第21話 暴れん坊幼女リエ★

 絶賛された食事回の撮影後、早速前回のモンスターを参考に放流。

 通常スライムに、羽根スライム、スライムスネークだ。

 それを計3匹づつ。

 カメラを回す俺の前に出ながら、二人は仲良く準備を始めた。


「みたことのないモンスター、けれどスライム系なら氷結魔法が通用するはず……」


「見てて、お姉たん! みうが攻撃するよ!」


 いいところを見せたいのか、何やら呟いていた理衣さんの前にみうが躍り出る。


「あ、ちょっと待って!」


「スラッシュ!」


 今までずっと一人でやってきたのもあり。相手に合わせることができないみう。

 スライムはその場に縫い付けられ、その隙をついて羽根スライムが強襲を仕掛ける。


「わー」


「みうちゃん、よく周りを見ないとだめだよ!」


「お姉たん、ごめんなさい」


 すんでのところでみうの周囲を炎の壁が覆った。

 酸欠にならないように、すぐに火は鎮火したが、みうは怒られたことによりしょんぼりしてしまった。

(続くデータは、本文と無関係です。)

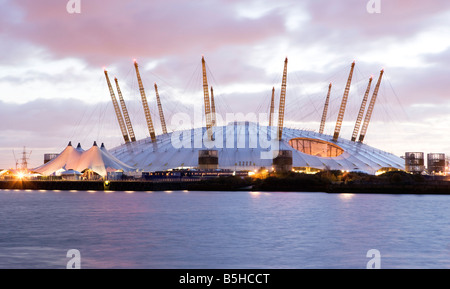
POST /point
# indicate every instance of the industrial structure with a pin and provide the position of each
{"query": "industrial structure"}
(249, 145)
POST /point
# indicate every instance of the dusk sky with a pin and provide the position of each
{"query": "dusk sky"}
(53, 90)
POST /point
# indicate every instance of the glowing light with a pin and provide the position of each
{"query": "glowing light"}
(346, 196)
(255, 194)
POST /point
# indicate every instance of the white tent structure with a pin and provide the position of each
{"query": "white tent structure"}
(96, 159)
(239, 147)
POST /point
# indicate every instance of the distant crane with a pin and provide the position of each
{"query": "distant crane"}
(125, 112)
(148, 116)
(117, 110)
(370, 108)
(282, 101)
(337, 130)
(206, 100)
(161, 113)
(361, 111)
(213, 109)
(272, 107)
(325, 110)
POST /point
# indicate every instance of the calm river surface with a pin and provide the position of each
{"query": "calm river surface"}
(222, 229)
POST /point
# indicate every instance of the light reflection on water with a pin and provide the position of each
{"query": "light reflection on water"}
(222, 229)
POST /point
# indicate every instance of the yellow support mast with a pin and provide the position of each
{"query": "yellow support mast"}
(361, 111)
(161, 113)
(325, 110)
(117, 110)
(148, 116)
(125, 112)
(213, 109)
(282, 101)
(272, 107)
(206, 100)
(337, 130)
(370, 108)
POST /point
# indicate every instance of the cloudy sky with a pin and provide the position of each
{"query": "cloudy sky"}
(53, 90)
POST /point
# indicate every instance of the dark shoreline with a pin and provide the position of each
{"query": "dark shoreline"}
(428, 187)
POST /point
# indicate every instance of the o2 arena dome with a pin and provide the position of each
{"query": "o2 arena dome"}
(249, 145)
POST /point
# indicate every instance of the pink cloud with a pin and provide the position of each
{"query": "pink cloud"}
(108, 30)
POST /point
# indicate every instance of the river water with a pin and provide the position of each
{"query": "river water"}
(222, 229)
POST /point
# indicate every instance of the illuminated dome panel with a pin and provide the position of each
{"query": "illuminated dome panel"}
(315, 147)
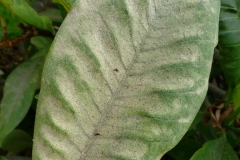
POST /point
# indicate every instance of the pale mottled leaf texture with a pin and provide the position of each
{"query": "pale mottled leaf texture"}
(124, 78)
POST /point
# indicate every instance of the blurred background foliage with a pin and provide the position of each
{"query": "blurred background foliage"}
(27, 30)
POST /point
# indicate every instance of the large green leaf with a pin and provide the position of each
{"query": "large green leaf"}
(124, 79)
(23, 10)
(19, 91)
(218, 149)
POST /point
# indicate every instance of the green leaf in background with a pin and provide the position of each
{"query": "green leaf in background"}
(40, 42)
(53, 14)
(23, 10)
(229, 33)
(184, 149)
(124, 79)
(3, 158)
(67, 4)
(17, 140)
(218, 149)
(236, 96)
(19, 92)
(12, 22)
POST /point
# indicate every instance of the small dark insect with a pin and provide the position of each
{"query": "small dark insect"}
(97, 134)
(116, 70)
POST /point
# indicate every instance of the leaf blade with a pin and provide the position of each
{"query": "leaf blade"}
(114, 82)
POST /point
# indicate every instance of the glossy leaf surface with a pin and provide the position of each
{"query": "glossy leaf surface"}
(124, 79)
(19, 91)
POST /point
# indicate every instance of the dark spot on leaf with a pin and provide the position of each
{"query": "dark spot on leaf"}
(116, 70)
(97, 134)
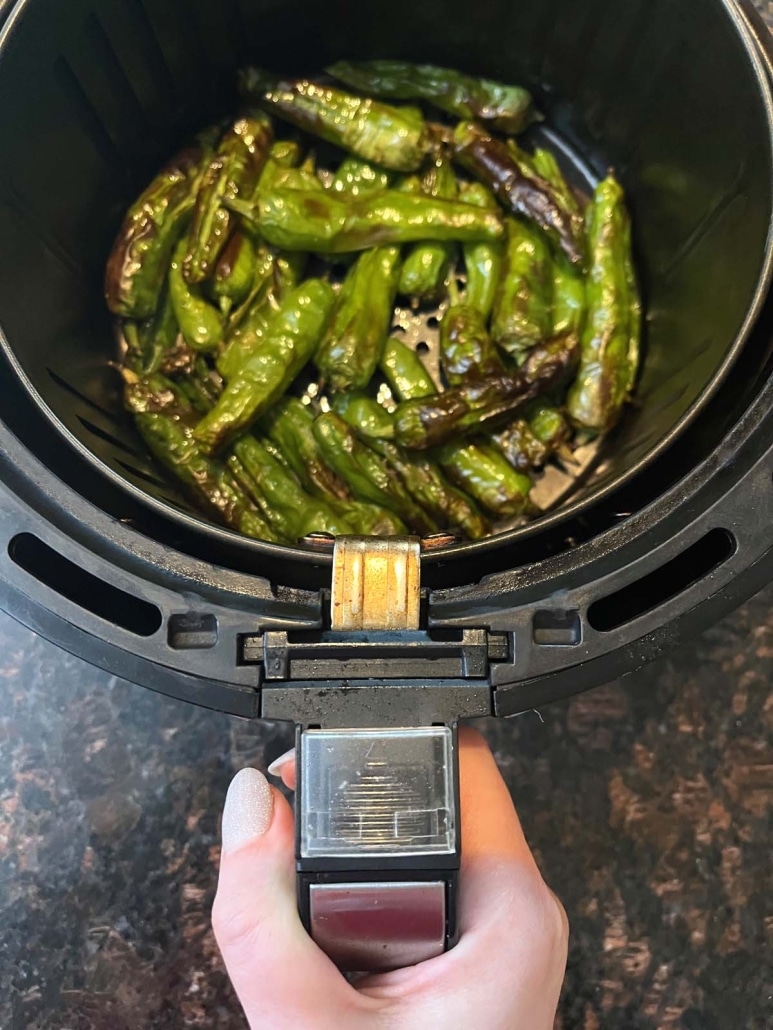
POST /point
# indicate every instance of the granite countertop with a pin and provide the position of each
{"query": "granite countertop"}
(648, 803)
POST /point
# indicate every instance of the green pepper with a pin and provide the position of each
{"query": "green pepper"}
(284, 504)
(568, 300)
(611, 337)
(366, 415)
(353, 345)
(423, 479)
(290, 426)
(303, 219)
(277, 278)
(396, 138)
(365, 473)
(172, 444)
(200, 322)
(482, 261)
(508, 108)
(139, 260)
(283, 155)
(156, 393)
(432, 421)
(150, 341)
(484, 474)
(531, 441)
(523, 313)
(268, 373)
(427, 265)
(356, 177)
(516, 187)
(405, 372)
(234, 172)
(234, 273)
(480, 472)
(372, 520)
(466, 347)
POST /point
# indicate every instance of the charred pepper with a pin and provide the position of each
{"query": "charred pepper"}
(482, 261)
(356, 176)
(523, 311)
(516, 187)
(284, 504)
(481, 472)
(139, 261)
(423, 479)
(290, 426)
(611, 337)
(433, 421)
(427, 265)
(354, 342)
(234, 172)
(265, 377)
(394, 137)
(200, 321)
(365, 473)
(466, 348)
(303, 219)
(507, 108)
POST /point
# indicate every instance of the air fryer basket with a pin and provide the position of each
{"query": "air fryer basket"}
(95, 95)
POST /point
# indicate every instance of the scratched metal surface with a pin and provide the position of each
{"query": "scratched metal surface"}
(648, 804)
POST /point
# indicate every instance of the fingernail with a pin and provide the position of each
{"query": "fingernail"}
(249, 805)
(278, 763)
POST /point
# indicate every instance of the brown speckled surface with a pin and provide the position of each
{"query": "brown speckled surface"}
(649, 805)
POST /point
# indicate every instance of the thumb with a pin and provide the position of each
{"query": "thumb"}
(275, 967)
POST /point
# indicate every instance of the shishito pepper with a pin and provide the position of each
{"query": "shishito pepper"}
(394, 137)
(365, 473)
(148, 342)
(235, 271)
(523, 311)
(405, 372)
(234, 172)
(172, 444)
(302, 219)
(482, 261)
(529, 442)
(611, 337)
(467, 350)
(427, 265)
(274, 279)
(283, 503)
(423, 479)
(433, 421)
(139, 261)
(516, 187)
(290, 426)
(507, 108)
(481, 472)
(200, 322)
(265, 377)
(353, 344)
(163, 416)
(356, 176)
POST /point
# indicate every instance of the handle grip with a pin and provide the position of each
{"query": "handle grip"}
(377, 844)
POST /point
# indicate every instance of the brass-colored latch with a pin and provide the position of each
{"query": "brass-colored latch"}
(375, 583)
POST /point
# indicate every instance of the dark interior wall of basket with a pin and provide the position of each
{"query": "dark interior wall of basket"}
(108, 90)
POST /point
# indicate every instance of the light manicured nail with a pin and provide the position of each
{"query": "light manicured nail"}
(249, 805)
(278, 763)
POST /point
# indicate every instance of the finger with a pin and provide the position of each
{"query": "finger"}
(275, 967)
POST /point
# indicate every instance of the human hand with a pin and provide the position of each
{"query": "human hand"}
(505, 973)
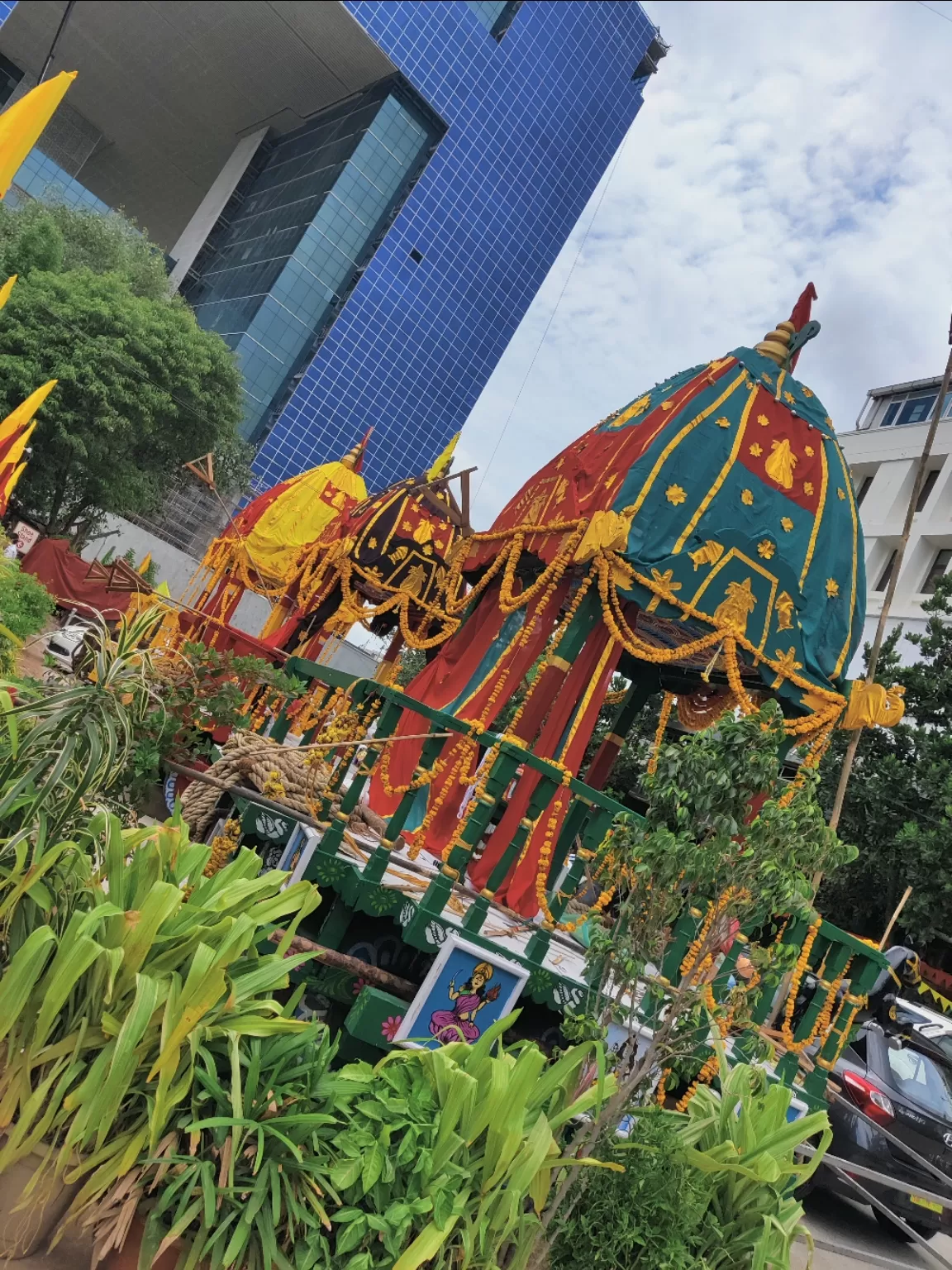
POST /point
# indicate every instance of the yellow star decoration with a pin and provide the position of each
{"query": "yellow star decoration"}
(786, 666)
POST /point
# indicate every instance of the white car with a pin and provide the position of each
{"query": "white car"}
(930, 1024)
(65, 644)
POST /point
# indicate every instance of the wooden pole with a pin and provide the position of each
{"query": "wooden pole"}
(900, 905)
(341, 962)
(892, 585)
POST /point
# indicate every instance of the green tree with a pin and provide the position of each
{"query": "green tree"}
(899, 800)
(141, 386)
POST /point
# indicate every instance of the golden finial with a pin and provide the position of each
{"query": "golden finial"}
(776, 345)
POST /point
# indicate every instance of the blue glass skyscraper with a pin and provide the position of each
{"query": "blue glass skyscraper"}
(360, 197)
(535, 99)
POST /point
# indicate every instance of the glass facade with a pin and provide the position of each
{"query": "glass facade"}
(490, 12)
(40, 178)
(284, 254)
(532, 123)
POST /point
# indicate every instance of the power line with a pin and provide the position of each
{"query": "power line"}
(937, 12)
(551, 318)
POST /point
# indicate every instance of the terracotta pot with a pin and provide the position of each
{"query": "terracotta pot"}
(27, 1229)
(127, 1256)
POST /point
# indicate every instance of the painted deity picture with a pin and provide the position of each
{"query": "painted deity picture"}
(464, 992)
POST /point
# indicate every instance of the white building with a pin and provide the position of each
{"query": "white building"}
(883, 454)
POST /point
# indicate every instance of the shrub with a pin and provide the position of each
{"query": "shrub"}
(645, 1218)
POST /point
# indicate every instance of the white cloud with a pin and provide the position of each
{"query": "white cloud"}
(778, 144)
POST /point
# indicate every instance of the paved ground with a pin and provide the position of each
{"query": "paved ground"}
(848, 1239)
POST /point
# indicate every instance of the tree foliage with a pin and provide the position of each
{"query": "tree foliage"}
(141, 386)
(899, 800)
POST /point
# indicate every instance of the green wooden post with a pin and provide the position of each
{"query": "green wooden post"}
(634, 703)
(588, 826)
(686, 930)
(859, 985)
(478, 817)
(539, 803)
(836, 957)
(377, 864)
(331, 841)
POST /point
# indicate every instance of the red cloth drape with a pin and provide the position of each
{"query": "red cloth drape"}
(443, 681)
(587, 684)
(65, 577)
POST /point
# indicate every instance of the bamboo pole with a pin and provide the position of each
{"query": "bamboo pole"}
(900, 905)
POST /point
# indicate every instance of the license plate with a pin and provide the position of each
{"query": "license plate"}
(926, 1203)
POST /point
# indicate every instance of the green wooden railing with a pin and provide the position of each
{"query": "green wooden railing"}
(588, 818)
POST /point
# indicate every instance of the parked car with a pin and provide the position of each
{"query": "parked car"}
(65, 644)
(909, 1092)
(926, 1023)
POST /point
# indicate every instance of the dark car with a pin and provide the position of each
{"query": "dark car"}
(909, 1092)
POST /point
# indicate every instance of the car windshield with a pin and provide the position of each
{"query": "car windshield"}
(923, 1081)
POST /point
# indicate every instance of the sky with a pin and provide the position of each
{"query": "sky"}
(779, 144)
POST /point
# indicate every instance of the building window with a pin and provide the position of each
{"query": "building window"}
(938, 568)
(11, 76)
(928, 485)
(281, 262)
(888, 571)
(914, 409)
(495, 16)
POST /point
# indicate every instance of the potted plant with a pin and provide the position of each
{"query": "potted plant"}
(429, 1158)
(118, 963)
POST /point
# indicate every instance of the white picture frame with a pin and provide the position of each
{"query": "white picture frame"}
(298, 852)
(435, 1018)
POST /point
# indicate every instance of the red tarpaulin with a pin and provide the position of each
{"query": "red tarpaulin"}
(66, 577)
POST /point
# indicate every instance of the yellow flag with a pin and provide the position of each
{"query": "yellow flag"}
(445, 460)
(5, 289)
(7, 487)
(23, 122)
(21, 417)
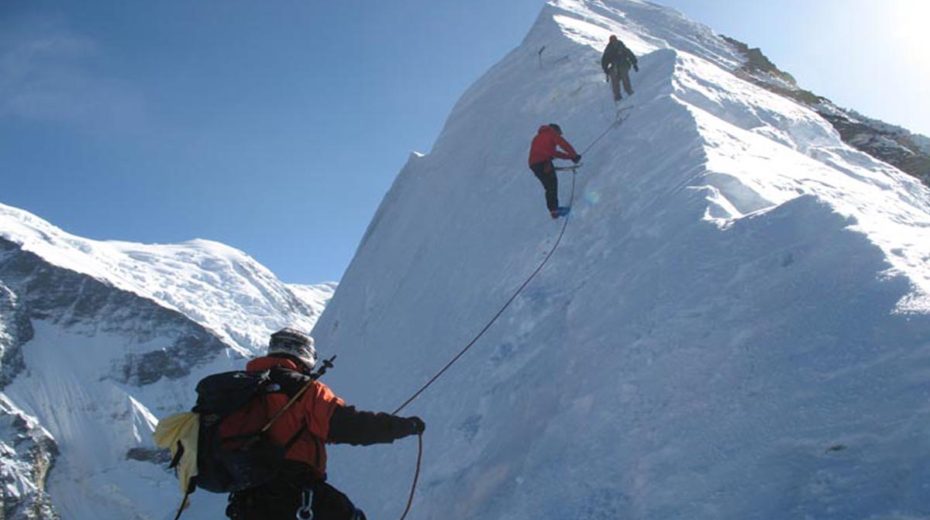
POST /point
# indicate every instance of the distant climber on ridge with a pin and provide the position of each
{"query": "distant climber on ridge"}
(616, 62)
(545, 147)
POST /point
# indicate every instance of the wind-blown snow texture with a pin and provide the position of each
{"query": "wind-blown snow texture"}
(735, 325)
(98, 340)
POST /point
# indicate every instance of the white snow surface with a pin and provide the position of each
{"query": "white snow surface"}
(215, 285)
(735, 324)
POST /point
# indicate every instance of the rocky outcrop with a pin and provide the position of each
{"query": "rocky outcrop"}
(27, 454)
(897, 146)
(37, 290)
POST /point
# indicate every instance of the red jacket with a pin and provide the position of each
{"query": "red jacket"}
(544, 146)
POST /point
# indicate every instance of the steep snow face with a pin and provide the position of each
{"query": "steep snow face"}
(734, 326)
(99, 340)
(213, 284)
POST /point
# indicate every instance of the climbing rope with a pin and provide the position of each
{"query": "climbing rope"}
(574, 170)
(416, 476)
(499, 312)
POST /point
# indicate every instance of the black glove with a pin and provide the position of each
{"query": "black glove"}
(416, 426)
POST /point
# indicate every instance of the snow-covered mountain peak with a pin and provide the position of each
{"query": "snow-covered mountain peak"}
(725, 307)
(194, 277)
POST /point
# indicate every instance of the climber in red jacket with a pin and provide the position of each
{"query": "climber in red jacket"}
(545, 147)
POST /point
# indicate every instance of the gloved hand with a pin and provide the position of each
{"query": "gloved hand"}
(416, 425)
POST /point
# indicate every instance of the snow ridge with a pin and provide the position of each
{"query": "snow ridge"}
(99, 340)
(739, 299)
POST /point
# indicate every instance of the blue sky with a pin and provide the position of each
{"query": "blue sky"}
(276, 127)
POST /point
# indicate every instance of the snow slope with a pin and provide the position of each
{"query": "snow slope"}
(734, 326)
(99, 340)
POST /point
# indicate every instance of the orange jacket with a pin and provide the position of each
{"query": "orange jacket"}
(314, 409)
(544, 147)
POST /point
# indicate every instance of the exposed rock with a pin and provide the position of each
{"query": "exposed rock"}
(897, 146)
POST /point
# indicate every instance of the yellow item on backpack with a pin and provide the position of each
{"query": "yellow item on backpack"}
(179, 432)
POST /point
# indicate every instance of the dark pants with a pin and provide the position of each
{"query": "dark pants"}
(280, 500)
(545, 172)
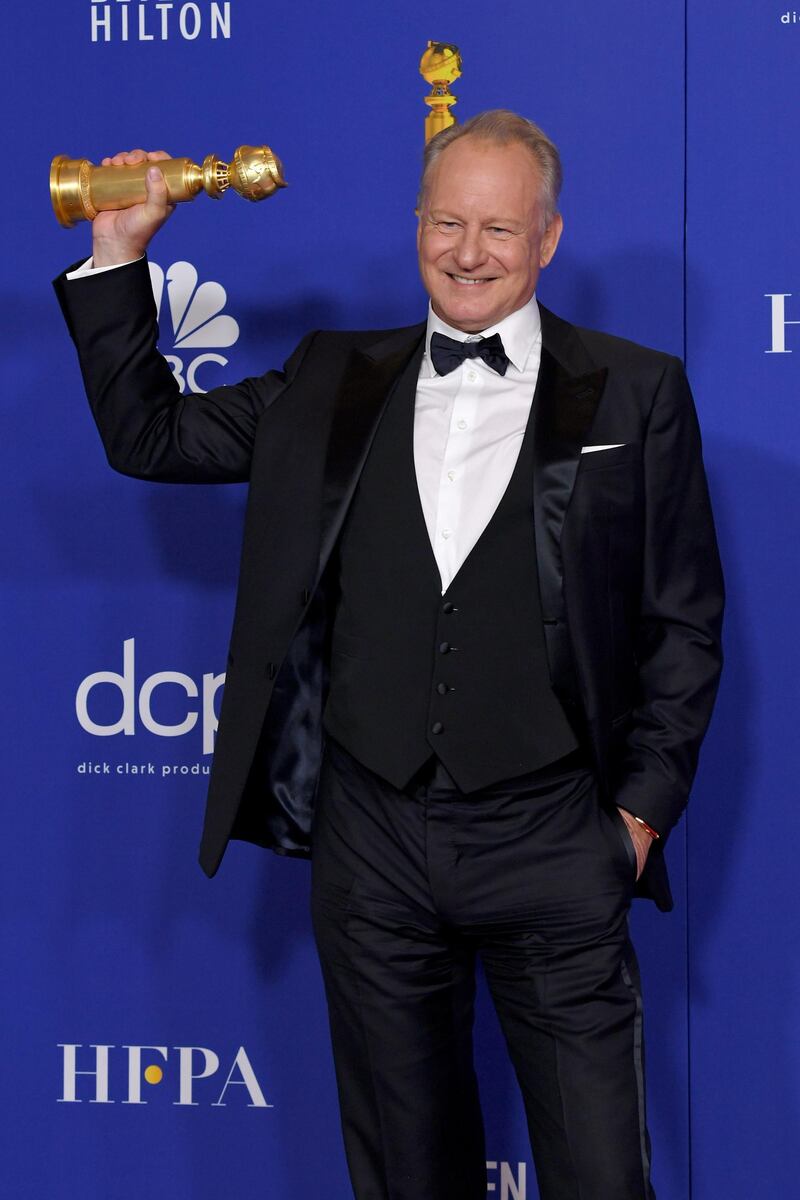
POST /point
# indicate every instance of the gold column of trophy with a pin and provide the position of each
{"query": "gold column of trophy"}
(79, 190)
(440, 65)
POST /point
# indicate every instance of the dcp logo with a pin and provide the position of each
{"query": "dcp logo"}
(197, 318)
(125, 684)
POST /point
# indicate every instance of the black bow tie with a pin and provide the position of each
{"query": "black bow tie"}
(446, 353)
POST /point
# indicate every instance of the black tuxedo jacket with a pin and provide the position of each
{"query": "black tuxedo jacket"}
(629, 570)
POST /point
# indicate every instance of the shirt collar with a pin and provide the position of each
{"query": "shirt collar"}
(519, 330)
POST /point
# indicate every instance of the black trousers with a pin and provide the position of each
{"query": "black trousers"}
(534, 877)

 今まで褒めて伸ばしていたのもあるので、ミスを指摘されてショックを受けている。


「大丈夫だよ、みうちゃん! 次は周囲をもっとよく見よう! もしかしたら理衣お姉さんが何かしたかったのにみうちゃんが前に出て何もできなくなってしまったのかもしれないね!」


 やんわりと相手の意向を伝える。

 ただ怒るのではなく、相手の事情を知らせないとみうはわからない。

 集団行動をしたことがないので、ここはおいおい直していきたいところだ。


「そうなんだね! あたしばかり攻撃しようとしてた! ごめんなさい!」


「こっちも、やれることを教えてなかったから。みうちゃんは悪くないよ」


「二人とも、初めての共闘だ。一人ずつ自己紹介を兼ねて得意分野を語ってみよう。そして自分が行動中に何をされるか嫌かを教えてあげようね!」


「わかった!」


「そうね。その方が合理的だわ」


 みうが元気よく返事をして、理衣さんも不承不承と言った感じで頷いた。

 お姉さんというだけあって、妹のわがままに振り回されてきたのだろう。

 あの九頭竜プロが?

 ちょっと想像できないが、妹を持つ姉としての意識はあるようだった。


「あたし、さっき攻撃したから理衣お姉たんが次攻撃していいよ!」


「それじゃあ、お言葉に甘えて」


 突然現れた炎の壁を警戒してか、羽根スライムは遠い場所からこちらを覗き込んでいた。

 スライムだけがぴょんぴょん飛び跳ねている。

 スライムスネークはまだ姿を見せていない。


「それでは自己紹介。私は魔法使い、水と氷の魔法が得意よ──スコール!」


 ダンジョンの中で雨が降る。

 不思議な現象だが、こういうのはもっと前もって連絡してほしい。

 みうと同じで自慢したい気持ちが前に出過ぎて、周囲の迷惑を考えてない、そんな傲慢さを感じた。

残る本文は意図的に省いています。